Although the system came into principle operation in 2003, quite a number of municipalities still have not yet joined in the system. There are also still court cases winding their way through the system with citizens claiming that it is an invasion of their privacy (although the Japanese constitution doesn’t explicitly include a right of privacy, a 1969 supreme court case created one from an interpretation of Article 13). In some amusing legal shenanigans, amongst the court cases so far two district court cases under separate areas of the Japanese High Court (which hears appeals from the District Courts) were both overturned in opposite directions, leaving the Supreme Court still with opposing District Court decisions to resolve. In a more sobering incident one of the High Court judges (the one who ruled in favour of the citizens and against the government) committed suicide a few days after the case was decided (the two High Court decisions came within days of each other followed by the suicide). There have been some suggestions that the judge was subject to significant private criticism by government officials and/or other judges for his decision, contributing to his suicide.
Also, despite almost four years of operation, Juki-net still has to deliver any proven benefits to the Japanese people in terms of improved government services or any apparent reduction in crime, illegal immigration, or any of the other things this oppressive regime was supposed to deliver. And all this at significant cost in taxpayer yen, and in risk of data exposure.
May 1st, 2007 at 01:12
Let’s hope the Conservatives/Lib Dems get to scrap the UK system after the next election, and we don’t get to find out if Juki Net is the beta programme…
May 1st, 2007 at 15:34
Yes, issuing ID cards could be a *highly* error-prone and costly process.
Here in Ontario, Canada, all residents are required to carry a health card (aka OHIP) to get health coverage from the provincial government. I am not sure if such a health plan in Ontario is similar to NHS in the UK. The OHIP card is similar to an ID card; It has many of my vital information on it. The newer ones (which I have) even have a trillium hologram on it! (Did I show you?)
The OHIP office had some embarrassing incidents. Quite a while ago, a man managed to get an OHIP card for his dog. Generally, OHIP cards (even the newer ones) are not usually considered as a piece of ok identification outside of the health system. For example, driver’s licenses are used to verify receivers’ identity when picking up parcels from post offices.
The older OHIP card does not have a photo of the card holder or too many information on it.

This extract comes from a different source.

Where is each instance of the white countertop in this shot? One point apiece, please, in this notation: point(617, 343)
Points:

They are very prone to misuse and fraud. For example, A foreign friend/relative come to Ontario to have an expensive medical procedure done for free. The government decided to replace all OHIP cards with new ones that came with security features about 10 years ago. After a while, they found out it was too expensive to issue every Ontario resident a new health card. All my friends who live in Ontario since birth still have an old OHIP card.
That’s just my 2 cents. I have lived in places that require ID cards and not require one. Please bug me for more stories. My stories are mostly on practical viewpoint.